3.4. HPC Performance There have been no shortage of investigations into methods of improving the performance of HPC systems. In [18], the authors reported on the the methods used by a group of investigators during one weekend in putting a new 256 node cluster on the TOP500 supercomputer list. As for comparisons between different CPU configurations on processing identical jobs, [19], provides a comparison of Dual- and QuadCore Processor capabilities performing the same two global climate modeling workloads. In their conclusion the investigators stated that the memory footprint of the system was crucial to discriminating system performance.
3.5. Literature Review Summary Maui and Moab are widely recognized as excellent HPC simulators/job schedulers [17]. Their only problem is that they are not free-standing; as they are embedded within an HPC system. This seems to preclude us from trying an extended set of parameters, evaluating the impacts from various configurations and choosing an optimal combination of those parameters. For example, it would be difficult to simulate a “cloud environment” using either of these simulators. In the investigation for existing “HPC simulators” an Internet search was conducted which returned approximately 1,240,000 results. However, a look at those search results revealed that these simulators was really specialized simulators designed to run on an HPC system; they are not capable of simulating an HPC system. While commercial simulators may exist for simulating HPC systems; information as to their specific characteristics are not generally available. However, by virtue of being commercial, any simulators purchased from vendors will not have the previously defined characteristics of: freely-available, extendible, adaptable, free-standing, and free HPC simulators; making them unsuitable for generalized application for research requiring the use of simulated HPC systems. The background review has not been able to discover any instances of an HPC simulator that has the characteristics of being: freely available, adaptable, extendable and free. Indeed a wide-range of subject areas were covered during this literature review. The subject areas researched for this review are: 3.1 Simulation Applications; 3.2 HPC Workload Characterization; 3.3 HPC Scheduling Techniques; and 3.4 HPC Performance. An inspection of the researchers presenting the papers will reveal personnel involved from all aspects of society: A. government employees, B. businesses employees, C. academic contributors and D. researchers. The types
of analysis involved in these research projects involved: A. Data consolidation, B. Data modeling, C. Systems simulation, D. Data storage, and various intensive computation solutions.
4. Problem Whether a person is considering the purchase of additional HPC system resources, or considering the possibility of selling their superlative resource capabilities to provide a new corporate revenue stream, globally there will be approximately 284,700 HPC evaluations performed in 2010. These tasks present considerable difficulty to personnel in determining the aspects of suitability, capability, sustainability, and adaptability of any chosen HPC system. Table 3, below, presents a list of HPC evaluation task requirements.

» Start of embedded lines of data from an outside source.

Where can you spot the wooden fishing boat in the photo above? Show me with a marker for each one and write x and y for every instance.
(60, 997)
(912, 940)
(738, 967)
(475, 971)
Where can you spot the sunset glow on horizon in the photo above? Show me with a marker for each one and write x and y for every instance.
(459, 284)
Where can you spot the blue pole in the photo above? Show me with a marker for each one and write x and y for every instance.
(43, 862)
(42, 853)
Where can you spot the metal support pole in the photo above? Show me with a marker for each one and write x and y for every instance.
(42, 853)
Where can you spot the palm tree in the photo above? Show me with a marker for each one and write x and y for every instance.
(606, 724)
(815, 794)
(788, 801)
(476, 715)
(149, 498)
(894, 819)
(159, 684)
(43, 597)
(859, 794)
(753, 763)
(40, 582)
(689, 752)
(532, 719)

Table 3. HPC Evaluation Task List Client base Computational capabilities Recognize: of specific HPC systems HPC configuration Variables Impacts of each HPC Identify: configuration Computational needs Client types Define: Client job classes Potential business advantages Potential customer bases Discover: New HPC business opportunities Business impacts from new technology implementations Evaluate: Resource impacts for various HPC configurations
5. Solution The solution to this problem, as presented in this report, is to simulate an HPC system for the purpose of evaluating hardware configuration options, business needs, and optimize system configurations. In order for the HPC simulator to be freely used for research it will need characteristics like: freely available, extendible, adaptable, and free; otherwise complications arise in obtaining the simulator, utilizing the simulator for HPC performance evaluations, and publishing the operational characteristics of the simulator.
5.1. Workload Characterization A blind dataset was obtained for the purpose of simulator development; information about HPC system configuration, queuing discipline, and hardware capabilities, including numbers of compute nodes of the HPC system generating the dataset, was provided to a non-specific degree.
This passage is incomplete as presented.